As San Francisco, home to Matthews’ U.S. headquarters, closes hosting the Asia-Pacific Economic Cooperation (APEC) meetings this year, it’s worth reflecting on the role Asia plays in the global economy, in emerging markets and in our portfolios. In short, Asia matters. It remains the growth engine of the world. It’s an important part of global supply chains. Asia has innovation and growing consumption and it is increasingly important as a trade area itself. Above all, Asia matters because it continues to grow and is projected to grow faster than any other region in the coming years.
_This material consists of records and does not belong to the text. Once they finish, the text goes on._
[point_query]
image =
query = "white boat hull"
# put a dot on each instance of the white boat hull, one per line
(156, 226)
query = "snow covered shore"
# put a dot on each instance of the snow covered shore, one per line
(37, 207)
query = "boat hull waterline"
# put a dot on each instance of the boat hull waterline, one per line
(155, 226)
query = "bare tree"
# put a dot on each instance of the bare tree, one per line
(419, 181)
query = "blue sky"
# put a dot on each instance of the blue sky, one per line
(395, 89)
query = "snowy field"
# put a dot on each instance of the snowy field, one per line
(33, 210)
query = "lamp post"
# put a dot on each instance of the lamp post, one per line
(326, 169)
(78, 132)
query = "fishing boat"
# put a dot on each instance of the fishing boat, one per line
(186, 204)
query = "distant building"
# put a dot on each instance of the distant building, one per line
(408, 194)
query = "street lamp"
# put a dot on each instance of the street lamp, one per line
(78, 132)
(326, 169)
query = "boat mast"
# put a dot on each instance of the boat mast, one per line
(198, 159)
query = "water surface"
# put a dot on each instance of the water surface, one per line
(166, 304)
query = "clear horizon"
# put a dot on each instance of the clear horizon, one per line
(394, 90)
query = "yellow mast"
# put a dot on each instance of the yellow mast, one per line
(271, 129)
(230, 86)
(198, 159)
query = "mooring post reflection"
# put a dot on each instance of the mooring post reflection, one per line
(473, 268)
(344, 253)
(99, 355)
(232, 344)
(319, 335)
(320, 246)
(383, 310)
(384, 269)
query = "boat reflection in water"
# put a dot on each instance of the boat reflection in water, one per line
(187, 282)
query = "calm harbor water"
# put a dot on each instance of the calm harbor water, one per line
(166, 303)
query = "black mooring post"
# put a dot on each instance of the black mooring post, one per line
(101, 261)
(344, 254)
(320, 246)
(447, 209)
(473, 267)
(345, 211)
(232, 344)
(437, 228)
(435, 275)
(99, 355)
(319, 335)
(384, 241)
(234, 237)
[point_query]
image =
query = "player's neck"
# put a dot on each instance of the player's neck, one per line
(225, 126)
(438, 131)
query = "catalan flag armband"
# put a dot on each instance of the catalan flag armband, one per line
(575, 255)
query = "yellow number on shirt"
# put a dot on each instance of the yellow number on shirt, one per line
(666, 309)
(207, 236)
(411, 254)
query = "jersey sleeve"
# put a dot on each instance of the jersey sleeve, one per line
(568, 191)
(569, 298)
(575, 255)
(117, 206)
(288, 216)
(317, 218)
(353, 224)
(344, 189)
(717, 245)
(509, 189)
From a portfolio standpoint, Asia is also a diversifier. It offers diversification from other regions such as the U.S. and it offers differentiation across different markets within itself. Asia is also becoming more institutionalized. It has a growing domestic investment culture; it has more Asian investors and more domestic pensions funds, sovereign wealth funds and mutual funds.
This all said, these have not been easy times for investors. Within Asia’s constituent parts, China’s economy has faced challenges and its equity markets have not performed well. And when China slows others slow, like Thailand which depends on China for tourism and trade. Indonesia and Australia, big exporters of commodities to China, have also felt the pain. At the macro level, the Federal Reserve’s interest rate strategy and the strong U.S. dollar have also been a headwind for Asia and emerging markets generally. At the same time, we have also seen some good individual equity market performances. India and Indonesia—the latter in spite of its significant commodity exports to China—have both done well. Elsewhere, parts of South Korea and Taiwan have performed, particularly in the technology sector.
“When the Fed finally pauses from its ‘higher-for-longer’ strategy and Asia markets also loosen, this should provide a growth tailwind,” Chief Investment Officer Designate Sean Taylor.